Mordecai Richler's penultimate novel, and certainly his most ambitious, Solomon Gursky Was Here is a yarn spun around the Gursky brothers - Bernard, Morrie, and Solomon - kings of a whiskey empire forged from bootlegging, millionaires many times over, and based on Canada's Bronfman family. The brood constitute the grandchildren of one Ephraim Gursky, a Jew and sole survivor of the ill-fated Franklin Expedition, an 1846 attempt at unmasking the Northwest Passage.
Ephraim cuts a trickster figure; a Holy man and polyglot who has been self-employed as both thief and forger. In the Arctic, confronted by the Inuit, he calls forth an "eclipse," thus saving his hide and catapulting to the echelon of deity. He establishes a Jewish sect whose offspring sport parkas with Orthodox markings. He learns Latin, and, in one of the book's more bizarre, and irrelevant, sections, gives the business to the instructor's rigidly Christian wife. Glimpses of Ephraim's life come to us via Solomon, which come to us via Moses Berger, a scholarly alcoholic and philanderer who becomes obsessed with Solomon Gursky after he's killed in a plane crash in the North, perhaps because of some mechanical tampering at the hands of his brother, Bernard.
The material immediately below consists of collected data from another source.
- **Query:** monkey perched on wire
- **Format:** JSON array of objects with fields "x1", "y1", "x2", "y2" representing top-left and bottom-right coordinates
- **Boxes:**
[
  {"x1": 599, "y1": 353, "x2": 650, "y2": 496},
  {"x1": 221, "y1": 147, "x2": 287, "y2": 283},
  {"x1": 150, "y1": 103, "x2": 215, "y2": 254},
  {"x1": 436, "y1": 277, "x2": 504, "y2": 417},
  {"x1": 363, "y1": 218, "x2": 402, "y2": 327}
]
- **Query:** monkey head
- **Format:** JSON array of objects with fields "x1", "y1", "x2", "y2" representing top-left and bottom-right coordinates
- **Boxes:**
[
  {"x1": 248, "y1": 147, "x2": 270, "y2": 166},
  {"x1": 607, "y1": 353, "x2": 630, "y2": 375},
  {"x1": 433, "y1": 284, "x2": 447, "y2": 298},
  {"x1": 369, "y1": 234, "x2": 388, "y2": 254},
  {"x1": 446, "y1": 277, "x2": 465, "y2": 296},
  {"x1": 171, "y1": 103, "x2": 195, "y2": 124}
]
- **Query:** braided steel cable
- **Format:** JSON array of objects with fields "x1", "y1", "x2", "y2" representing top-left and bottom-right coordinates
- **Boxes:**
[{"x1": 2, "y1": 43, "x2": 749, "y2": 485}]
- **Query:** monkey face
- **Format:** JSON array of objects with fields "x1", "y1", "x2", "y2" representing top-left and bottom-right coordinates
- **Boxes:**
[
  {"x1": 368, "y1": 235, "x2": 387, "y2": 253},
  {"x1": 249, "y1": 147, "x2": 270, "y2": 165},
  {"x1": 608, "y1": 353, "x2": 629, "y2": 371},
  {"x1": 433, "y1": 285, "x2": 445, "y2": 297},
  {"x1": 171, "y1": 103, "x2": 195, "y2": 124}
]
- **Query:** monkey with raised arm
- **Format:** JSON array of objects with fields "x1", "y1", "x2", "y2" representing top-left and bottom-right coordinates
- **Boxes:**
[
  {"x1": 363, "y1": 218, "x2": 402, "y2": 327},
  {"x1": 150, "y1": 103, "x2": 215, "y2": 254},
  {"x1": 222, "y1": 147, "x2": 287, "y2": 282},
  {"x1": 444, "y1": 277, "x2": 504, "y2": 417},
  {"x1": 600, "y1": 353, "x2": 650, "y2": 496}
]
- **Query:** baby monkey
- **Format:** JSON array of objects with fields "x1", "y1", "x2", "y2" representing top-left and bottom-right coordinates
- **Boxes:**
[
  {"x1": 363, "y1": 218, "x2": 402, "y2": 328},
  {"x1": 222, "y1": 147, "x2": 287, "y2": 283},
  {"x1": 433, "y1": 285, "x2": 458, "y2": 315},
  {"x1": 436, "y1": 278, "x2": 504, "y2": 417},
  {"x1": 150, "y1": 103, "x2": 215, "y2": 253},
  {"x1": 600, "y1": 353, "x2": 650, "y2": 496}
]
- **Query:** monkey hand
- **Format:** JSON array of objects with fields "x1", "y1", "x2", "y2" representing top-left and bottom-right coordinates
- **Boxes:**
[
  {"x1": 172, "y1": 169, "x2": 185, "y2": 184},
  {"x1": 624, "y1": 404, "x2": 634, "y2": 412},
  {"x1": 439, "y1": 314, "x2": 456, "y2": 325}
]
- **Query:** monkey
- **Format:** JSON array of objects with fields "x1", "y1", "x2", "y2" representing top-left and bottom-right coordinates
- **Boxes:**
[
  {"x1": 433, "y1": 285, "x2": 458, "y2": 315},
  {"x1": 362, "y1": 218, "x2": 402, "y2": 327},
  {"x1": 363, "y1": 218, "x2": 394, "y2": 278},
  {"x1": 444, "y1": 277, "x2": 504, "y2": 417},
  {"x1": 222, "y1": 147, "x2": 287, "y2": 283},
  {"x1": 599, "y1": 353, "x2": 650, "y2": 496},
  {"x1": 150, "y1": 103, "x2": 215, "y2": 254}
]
But is Solomon really dead? We're not certain, and the complex, time-skipping narrative, interlaced with snippets of Yiddish, machinations of bootlegging on the Prairies, Inuit myth, Judaism, a palm-greasing scene set against the backdrop of a fishing expedition in northern New Brunswick, references to Carl Jung, descriptions of nineteenth century London, analyses of human greed, perversion, and corruption, and a thousand other subjects, themes, connections, symbols, asides, etc., takes on a sort of mystery element. Through Berger's research (he is connected to the Gurkys through his father, a failed poet hired by the liquor barons as a speech writer cum cultural advisor, like the Bronfman's hired the poet A.M. Klein), we catch glimpses of Solomon at the Long March, Watergate, Nairobi, Israel, and, of course, the Canadian arctic. Or perhaps it's not really him. Or perhaps his sprit now resides in an arctic raven, a trickster figure in Native myth, playing games on mankind and watching on in amusement. You imagine a plot chalked out on about four dozen blackboards and you wish the first chapter were preceded by a genealogical chart. Solomon Gursky Was Here is outstandingly complex, and you wonder, more than once, in spite of the brainy detail and impressive intellectual workouts, if the narrator knows where he's going.
Many consider this to be Richler's finest novel, and although I would say it's the most remarkable (you can't help but marvel at how much the author knows, and the enormity of the task he's taken on), I enjoyed Barney's Version and The Apprenticeship of Duddy Kravitz better, even though, stylistically, Duddy Kravitz isn't even in the same league as Solomon Gursky. That isn't to say I didn't enjoy the book; I did, but alongside the sections that shone, there were sections unnecessary. Still, I'm giving the book four stars. It took Richler a decade to complete, and he remains, for me, Canada's best and most important writer. Technically, there are others who write as well (Margaret Atwood, Robertson Davies), but there is no one more compelling. Although this book is often compared to Marquez's One Hundred Years of Solitude, the analogy is fragile; yes, it's generational; yes, it delves into magical realism. But Solomon Gursky Was Here remains unique.